I visit Chez Mamie at least once a week. You only have to look at the family book of carefully handwritten menus to appreciate that this is a labour of love, not some impersonal commercial endeavour.
There are the regular staples on the printed menu and the daily wonders of the plats de jour that depend on whatever Francoise finds in the shops. It is all freshly prepared from what is seasonal and good that day. I would describe the cooking as inventive: healthy Belgian home cooking with an occasional Spanish twist. The two influences mix in the languages spoken, on the wine list and in the food.
I would recommend Francoise’s fresh, home made tarte tatin. I have fond memories of the rhubarb on creme fraiche on a bed of pastry steeped in hot syrup… Mmm. Then there was the octopus in a wonderful, multi-coloured salad with so many ingredients I lost count.
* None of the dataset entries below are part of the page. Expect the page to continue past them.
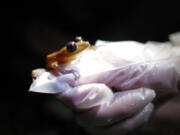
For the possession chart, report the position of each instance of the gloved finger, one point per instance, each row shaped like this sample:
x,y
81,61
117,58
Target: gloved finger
x,y
87,96
125,126
123,105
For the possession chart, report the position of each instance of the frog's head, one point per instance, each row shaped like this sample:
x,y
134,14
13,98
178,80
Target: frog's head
x,y
67,53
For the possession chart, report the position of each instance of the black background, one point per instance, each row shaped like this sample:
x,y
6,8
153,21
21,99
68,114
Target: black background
x,y
32,29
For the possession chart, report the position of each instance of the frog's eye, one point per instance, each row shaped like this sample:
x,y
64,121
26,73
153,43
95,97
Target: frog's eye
x,y
71,47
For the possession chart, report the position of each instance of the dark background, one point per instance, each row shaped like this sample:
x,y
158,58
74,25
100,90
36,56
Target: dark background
x,y
31,29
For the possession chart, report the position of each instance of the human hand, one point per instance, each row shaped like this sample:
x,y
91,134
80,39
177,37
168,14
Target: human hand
x,y
120,112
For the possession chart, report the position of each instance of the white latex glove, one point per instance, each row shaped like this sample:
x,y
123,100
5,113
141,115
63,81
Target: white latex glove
x,y
113,92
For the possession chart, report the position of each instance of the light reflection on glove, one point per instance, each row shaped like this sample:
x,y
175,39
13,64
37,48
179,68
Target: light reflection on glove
x,y
122,111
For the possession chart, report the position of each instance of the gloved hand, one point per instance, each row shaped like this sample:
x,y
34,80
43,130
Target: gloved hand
x,y
121,113
135,74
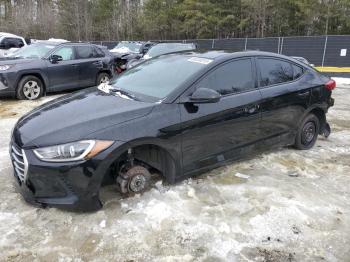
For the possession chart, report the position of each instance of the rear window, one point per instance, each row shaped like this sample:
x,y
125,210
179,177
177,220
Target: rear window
x,y
84,52
274,71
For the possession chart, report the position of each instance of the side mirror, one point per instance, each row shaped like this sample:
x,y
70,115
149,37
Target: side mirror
x,y
55,59
205,95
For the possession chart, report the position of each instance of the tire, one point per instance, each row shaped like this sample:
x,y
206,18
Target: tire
x,y
30,88
307,133
102,78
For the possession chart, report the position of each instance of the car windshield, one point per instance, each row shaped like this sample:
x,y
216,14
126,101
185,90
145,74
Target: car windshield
x,y
33,51
162,49
129,47
158,77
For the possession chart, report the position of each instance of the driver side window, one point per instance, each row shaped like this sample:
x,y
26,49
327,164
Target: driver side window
x,y
232,77
66,53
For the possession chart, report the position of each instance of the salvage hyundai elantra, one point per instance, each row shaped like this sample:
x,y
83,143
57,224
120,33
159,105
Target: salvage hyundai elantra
x,y
176,115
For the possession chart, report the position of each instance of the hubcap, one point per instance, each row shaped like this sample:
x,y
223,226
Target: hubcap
x,y
104,79
31,90
308,133
137,183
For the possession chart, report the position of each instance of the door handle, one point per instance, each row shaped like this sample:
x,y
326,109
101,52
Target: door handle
x,y
251,109
304,93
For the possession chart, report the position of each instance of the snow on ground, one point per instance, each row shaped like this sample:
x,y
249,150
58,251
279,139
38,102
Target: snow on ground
x,y
285,205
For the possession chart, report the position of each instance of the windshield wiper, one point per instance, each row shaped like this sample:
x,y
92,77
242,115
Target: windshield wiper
x,y
123,92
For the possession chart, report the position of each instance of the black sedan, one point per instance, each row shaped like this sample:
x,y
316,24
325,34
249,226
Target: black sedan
x,y
177,115
50,67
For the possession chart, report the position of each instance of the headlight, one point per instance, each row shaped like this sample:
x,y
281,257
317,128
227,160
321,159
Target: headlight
x,y
72,151
4,67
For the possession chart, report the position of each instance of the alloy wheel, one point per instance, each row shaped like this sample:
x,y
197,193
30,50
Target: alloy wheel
x,y
308,133
104,79
31,90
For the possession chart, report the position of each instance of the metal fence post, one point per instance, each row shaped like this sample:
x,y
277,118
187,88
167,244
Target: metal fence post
x,y
324,50
281,48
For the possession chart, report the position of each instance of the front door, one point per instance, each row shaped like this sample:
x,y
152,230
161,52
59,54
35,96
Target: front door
x,y
63,74
217,132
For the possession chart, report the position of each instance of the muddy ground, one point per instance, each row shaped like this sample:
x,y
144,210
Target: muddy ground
x,y
285,205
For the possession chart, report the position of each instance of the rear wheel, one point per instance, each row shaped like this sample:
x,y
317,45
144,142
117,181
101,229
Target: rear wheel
x,y
102,78
307,132
30,88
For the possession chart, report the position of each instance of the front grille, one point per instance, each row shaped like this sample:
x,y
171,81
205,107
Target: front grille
x,y
19,162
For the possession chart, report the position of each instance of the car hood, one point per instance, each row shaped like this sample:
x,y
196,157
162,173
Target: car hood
x,y
72,117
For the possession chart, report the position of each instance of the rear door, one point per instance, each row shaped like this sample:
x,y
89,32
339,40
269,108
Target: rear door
x,y
216,132
63,74
286,96
90,63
The ambience has a slightly bohemian feel similar to what might have been found in Quartier Latin fifty years ago. There are not many tables and when it is full and everyone is chatting, as it is at lunchtime and quite often in the evening, it has a good buzz. When it is quiet, mindful of where it is located, it is bliss.
Our neighbour went every day when his family was away and we notice that there are several regulars who do just the same. It is good to escape there and sit in the green high-backed armchair with a mocha, a slice of Victoria’s chocolate cake, newspaper and laptop.
Service is warm and friendly. “Staff” is not an appropriate concept here. It is family. Francoise (Mamie), her daughters and the other friends and relatives who pop in to help.